Em suas razões, aduziu a apelante, em síntese, que a sentença merece reforma no ponto em que deixou de reconhecer seu direito de meação em relação ao imóvel registrado sob a matrícula nº 2.797 do Livro nº 2 do Ofício de Registro de Imóveis de Iraí. Explicou que era casada com Mário V.T., de quem se separou em 22/09/2011, por meio do processo nº 1.06/1.06.0000329-9. Acrescentou que o aludido imóvel pertencia ao casal e foi objeto da partilha operada a partir da separação judicial. Explanou, por outro lado, que o de cujus, Valdomiro G., era casado com Rosa H.G., mas dela se divorciou, passando a conviver maritalmente com a autora/apelante. Asseverou que, já no curso dessa união, adquiriram de Mário V.T. a propriedade do imóvel objeto do litígio. Discorreu amplamente acerca de como se deu essa compra e venda, destacando que Valdomiro adquiriu o imóvel de seu ex-marido, Mário, e não dela própria. Ressaltou, ainda, que “tem certeza de que participou com 50% do valor na compra do imóvel rural em questão e, data venia, entende que o conjunto dos fatos demonstram essa sua participação” (sic). Pugnou, nesses termos, pelo provimento do recurso.

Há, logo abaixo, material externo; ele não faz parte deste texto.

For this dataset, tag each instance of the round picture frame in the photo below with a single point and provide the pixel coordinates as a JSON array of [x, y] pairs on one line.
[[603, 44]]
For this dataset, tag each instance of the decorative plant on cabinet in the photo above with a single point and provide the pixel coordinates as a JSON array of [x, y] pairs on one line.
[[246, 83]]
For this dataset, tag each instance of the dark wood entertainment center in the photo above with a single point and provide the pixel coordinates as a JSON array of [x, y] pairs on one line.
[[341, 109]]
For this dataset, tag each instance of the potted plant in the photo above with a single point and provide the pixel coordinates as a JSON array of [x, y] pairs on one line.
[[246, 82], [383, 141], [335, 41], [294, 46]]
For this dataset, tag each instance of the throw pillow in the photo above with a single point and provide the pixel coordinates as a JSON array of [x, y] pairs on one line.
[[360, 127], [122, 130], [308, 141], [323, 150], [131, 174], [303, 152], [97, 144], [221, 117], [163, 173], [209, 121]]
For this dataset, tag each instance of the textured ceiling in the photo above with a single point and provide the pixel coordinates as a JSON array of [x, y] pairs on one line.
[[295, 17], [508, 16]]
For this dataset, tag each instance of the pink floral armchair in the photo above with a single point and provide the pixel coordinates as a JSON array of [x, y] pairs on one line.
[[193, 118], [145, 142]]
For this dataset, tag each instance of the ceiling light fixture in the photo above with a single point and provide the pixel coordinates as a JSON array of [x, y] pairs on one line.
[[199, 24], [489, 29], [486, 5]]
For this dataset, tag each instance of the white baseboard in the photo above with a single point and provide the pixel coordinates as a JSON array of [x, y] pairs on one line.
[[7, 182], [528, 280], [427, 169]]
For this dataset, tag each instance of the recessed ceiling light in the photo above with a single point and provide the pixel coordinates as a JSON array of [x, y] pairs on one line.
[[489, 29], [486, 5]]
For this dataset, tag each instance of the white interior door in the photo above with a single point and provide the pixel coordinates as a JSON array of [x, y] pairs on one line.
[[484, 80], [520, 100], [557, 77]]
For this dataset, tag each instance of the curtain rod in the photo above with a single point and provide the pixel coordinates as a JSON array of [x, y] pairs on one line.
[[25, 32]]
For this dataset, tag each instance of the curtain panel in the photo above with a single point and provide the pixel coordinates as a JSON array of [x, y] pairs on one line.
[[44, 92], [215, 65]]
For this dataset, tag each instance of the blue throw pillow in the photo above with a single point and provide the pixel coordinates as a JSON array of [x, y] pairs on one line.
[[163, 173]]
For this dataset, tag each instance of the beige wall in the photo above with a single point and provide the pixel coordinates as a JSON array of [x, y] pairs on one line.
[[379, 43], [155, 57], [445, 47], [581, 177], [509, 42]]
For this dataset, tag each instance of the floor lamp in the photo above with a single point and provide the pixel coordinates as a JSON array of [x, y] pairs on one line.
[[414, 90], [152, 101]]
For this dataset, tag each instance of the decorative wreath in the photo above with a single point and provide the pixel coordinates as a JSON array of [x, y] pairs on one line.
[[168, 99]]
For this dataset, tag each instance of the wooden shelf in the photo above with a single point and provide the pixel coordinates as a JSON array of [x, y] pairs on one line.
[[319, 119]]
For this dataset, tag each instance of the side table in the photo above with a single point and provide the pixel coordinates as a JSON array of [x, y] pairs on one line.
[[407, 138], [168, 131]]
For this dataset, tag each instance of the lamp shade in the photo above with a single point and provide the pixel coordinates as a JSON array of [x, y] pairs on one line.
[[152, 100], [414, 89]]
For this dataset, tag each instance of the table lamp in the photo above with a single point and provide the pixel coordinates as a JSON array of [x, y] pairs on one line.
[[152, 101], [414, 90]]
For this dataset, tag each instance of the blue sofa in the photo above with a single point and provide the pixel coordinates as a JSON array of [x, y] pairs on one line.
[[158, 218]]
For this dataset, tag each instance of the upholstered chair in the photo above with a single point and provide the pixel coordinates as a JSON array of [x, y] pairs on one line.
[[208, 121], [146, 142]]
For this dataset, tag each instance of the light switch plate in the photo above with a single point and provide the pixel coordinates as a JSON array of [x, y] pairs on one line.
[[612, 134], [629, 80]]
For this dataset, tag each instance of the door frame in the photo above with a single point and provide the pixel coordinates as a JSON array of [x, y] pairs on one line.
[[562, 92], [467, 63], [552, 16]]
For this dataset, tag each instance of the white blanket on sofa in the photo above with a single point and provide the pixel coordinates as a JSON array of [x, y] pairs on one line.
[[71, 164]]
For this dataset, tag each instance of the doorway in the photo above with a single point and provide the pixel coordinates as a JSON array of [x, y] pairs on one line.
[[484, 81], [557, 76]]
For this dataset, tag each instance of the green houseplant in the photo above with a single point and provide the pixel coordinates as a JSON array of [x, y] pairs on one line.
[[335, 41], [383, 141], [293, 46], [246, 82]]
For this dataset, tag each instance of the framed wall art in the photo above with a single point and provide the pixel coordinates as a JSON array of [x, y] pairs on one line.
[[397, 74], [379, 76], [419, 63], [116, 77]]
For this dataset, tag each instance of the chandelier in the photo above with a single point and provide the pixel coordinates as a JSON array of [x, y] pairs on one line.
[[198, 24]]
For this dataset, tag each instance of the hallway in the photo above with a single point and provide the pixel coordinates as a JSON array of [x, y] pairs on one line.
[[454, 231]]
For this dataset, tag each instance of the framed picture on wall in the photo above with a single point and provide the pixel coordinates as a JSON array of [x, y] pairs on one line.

Aportaram contrarrazões (evento 101).

O Ministério Público declinou de intervir (evento 8).

Vieram os autos conclusos em 17/02/2022 (evento 9).

É o relatório.

VOTO

Eminentes colegas:

Inviável conhecer-se da apelação interposta pela parte autora, uma vez que a sentença recorrida é ultra petita, tendo resolvido questões acerca das quais não houve pedido, incorrendo, assim, em violação ao disposto nos artigos 1411, 4902 e 492, caput3, do Código de Processo Civil.

Com efeito, a autora ajuizou o que nominou de ação de declaratória de nulidade de ato jurídico com vistas à anulação de escritura pública de inventário e partilha extrajudicial dos bens concernentes ao espólio de Valdomiro G., falecido em 21/12/2018 (escritura pública de inventário e partilha lavrada em 14/03/2019).

Para tanto, a demandante afirmou que manteve união estável com o autor da herança, desde o início do ano de 2010 até a data do óbito (21/12/2018), asseverando que os filhos do de cujus não poderiam ter realizado o inventário extrajudicial e partilhado os bens, porque assim adentraram, indevidamente, em seu direito de meação.

Contudo, a petição inicial não contém pedidos de reconhecimento póstumo de união estável e de direito de meação, mas, tão somente, de anulação do ato jurídico extrajudicial por meio do qual foi realizado o inventário e a partilha dos bens deixados pelo de cujus.

Além disso, a petição inicial não está dirigida à sucessão de Valdomiro G., mas apenas aos outorgantes da escritura pública que se pretende ver anulada.

Sucede que a sentença não só examinou a relação jurídica subjacente e seus efeitos patrimoniais como efetivamente decidiu a respeito de todos esses pontos, repito, sem que houvesse pedido, motivo por que é nitidamente ultra petita, o que constitui nulidade processual.

Destaco que o reconhecimento de união estável não opera apenas efeitos patrimoniais, mas também outros que lhe são próprios, indisponíveis, intimamente ligados ao direito de família, como é o caso das relações de parentesco e todo o regramento que delas decorre.

Portanto, não se pode prescindir da iniciativa da parte para provimento dessa amplitude.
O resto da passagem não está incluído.